YÖK’ün yeni patronu Saraç, YÖK’e çekidüzen vermek için nereye el
atsa, elinde kalıyor.
Deneme yanılma yöntemiyle öğrenme şekli ve bir parmak bal
politikası, çok gerilerde kaldı sanıyorduk ama görünen o ki hâlâ
değişen bir şey yok!..
Bir YÖK düşünün ki kontenjan ve tercih sayısına bir türlü karar
veremiyor.
Bir YÖK başkanı geliyor, kontenjanları üniversitelere bile hiç
sormadan yüzde 20 artırdım diyor. Sonra bir başkası geliyor, böyle
rezalet olmaz deyip, pek çok fakülteyi kapatıp, kontenjanları da
indirebildiği kadar indiriyor!
Tercih sayısı konusunda yaşananlar ise tam bir komedi.

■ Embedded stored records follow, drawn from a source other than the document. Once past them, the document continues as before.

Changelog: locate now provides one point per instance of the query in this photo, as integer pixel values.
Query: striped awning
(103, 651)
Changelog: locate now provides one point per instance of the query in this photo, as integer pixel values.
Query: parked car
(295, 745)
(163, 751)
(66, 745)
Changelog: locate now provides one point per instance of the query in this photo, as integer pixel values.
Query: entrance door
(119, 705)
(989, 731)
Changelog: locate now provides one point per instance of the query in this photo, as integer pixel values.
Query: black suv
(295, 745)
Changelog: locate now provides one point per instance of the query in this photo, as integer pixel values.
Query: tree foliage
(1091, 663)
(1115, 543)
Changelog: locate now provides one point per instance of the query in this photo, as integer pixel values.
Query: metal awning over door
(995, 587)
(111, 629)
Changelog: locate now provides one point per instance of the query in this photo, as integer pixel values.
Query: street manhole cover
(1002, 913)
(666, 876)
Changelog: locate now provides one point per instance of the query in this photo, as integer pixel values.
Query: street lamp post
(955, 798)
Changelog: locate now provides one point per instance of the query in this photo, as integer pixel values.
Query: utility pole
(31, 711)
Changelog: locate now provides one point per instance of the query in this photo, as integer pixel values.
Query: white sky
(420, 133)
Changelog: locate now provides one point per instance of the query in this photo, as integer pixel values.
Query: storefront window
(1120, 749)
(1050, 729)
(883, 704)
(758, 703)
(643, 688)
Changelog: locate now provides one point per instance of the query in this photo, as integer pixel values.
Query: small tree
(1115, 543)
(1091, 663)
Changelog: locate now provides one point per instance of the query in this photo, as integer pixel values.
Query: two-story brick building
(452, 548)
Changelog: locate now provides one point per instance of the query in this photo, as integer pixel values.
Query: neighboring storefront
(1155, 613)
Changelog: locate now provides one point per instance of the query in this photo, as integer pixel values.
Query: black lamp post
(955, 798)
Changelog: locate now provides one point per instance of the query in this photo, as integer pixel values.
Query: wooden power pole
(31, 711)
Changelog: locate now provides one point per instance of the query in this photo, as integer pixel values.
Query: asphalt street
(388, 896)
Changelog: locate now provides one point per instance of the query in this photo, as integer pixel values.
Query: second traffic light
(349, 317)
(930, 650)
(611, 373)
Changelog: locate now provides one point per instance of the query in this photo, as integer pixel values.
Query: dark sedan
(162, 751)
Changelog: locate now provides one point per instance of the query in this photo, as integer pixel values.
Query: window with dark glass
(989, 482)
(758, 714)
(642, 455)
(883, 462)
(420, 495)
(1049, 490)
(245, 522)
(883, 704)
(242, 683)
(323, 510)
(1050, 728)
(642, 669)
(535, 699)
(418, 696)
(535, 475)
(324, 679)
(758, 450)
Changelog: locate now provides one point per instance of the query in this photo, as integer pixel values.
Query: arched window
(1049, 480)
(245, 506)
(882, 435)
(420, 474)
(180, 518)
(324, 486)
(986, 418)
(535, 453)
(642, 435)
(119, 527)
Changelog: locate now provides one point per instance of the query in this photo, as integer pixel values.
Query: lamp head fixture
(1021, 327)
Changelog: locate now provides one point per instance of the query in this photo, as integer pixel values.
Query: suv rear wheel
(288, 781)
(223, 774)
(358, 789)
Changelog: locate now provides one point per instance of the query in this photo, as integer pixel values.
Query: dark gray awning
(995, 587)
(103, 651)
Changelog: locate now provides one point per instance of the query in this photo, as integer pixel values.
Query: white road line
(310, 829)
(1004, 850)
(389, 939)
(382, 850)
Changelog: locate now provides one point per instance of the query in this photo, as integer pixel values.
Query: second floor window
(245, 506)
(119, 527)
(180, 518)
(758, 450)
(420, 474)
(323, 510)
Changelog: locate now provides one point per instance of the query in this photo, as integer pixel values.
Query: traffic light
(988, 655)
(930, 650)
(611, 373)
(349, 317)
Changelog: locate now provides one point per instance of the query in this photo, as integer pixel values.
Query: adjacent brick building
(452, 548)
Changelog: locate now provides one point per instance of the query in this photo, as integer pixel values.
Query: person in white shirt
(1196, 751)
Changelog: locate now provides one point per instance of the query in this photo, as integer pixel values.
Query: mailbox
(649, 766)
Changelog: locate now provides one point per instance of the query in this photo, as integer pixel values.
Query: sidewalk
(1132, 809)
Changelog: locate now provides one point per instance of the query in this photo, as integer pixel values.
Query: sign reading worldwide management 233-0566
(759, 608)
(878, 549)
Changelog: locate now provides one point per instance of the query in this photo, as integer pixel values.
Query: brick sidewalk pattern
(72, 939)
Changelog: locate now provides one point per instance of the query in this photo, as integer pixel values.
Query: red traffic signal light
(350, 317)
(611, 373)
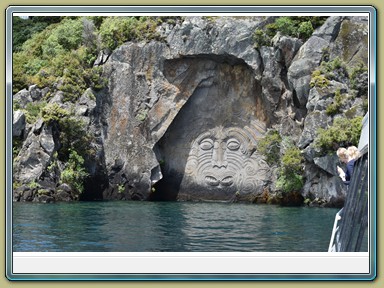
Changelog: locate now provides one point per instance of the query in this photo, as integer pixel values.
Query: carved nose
(218, 157)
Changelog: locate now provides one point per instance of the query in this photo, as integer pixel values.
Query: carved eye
(206, 144)
(212, 181)
(233, 144)
(227, 181)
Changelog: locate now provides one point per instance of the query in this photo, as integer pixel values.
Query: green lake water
(120, 226)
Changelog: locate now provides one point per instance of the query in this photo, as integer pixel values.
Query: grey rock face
(23, 97)
(18, 125)
(181, 119)
(35, 155)
(313, 121)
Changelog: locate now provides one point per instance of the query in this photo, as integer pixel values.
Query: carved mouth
(227, 181)
(213, 181)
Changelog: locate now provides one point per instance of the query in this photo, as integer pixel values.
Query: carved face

Bir ara 18’di, sonra 24’e çıkarıldı. Son yıllarda da 30’du.
Ve her sayı artırımında, daha fazla özgürlük denildi.
Şimdi tekrar 24’e indirildi!..
Öğrenci kalitesini yükseltmek için alınan kararlar ise YÖK’ü daha
iyi anlamanıza olanak sağlayabilir.
Onlara göre tıp, hukuk, mühendislik, mimarlık önemli ama
öğretmenlik önemsiz ki hâlâ eğitim fakültelerine baraj
getirilmedi.
Daha da önemlisi, stratejik öneme sahip denilerek ilk kez
uygulamaya konulan YÖK bursları da, yine öğretmenlere ve bilim
alanlarına yönelik değil!
Peki, kabahat YÖK’te mi yoksa MEB ve TÜBİTAK’ta mı?
YÖK bursları!
YÖK Başkanı Saraç, YÖK olarak, önemli gördükleri (!) bazı
alanlarda, ilgili kurum ve kuruluşlarla işbirliği yaparak yeni bir
burs programı hazırladıklarını da duyurdu.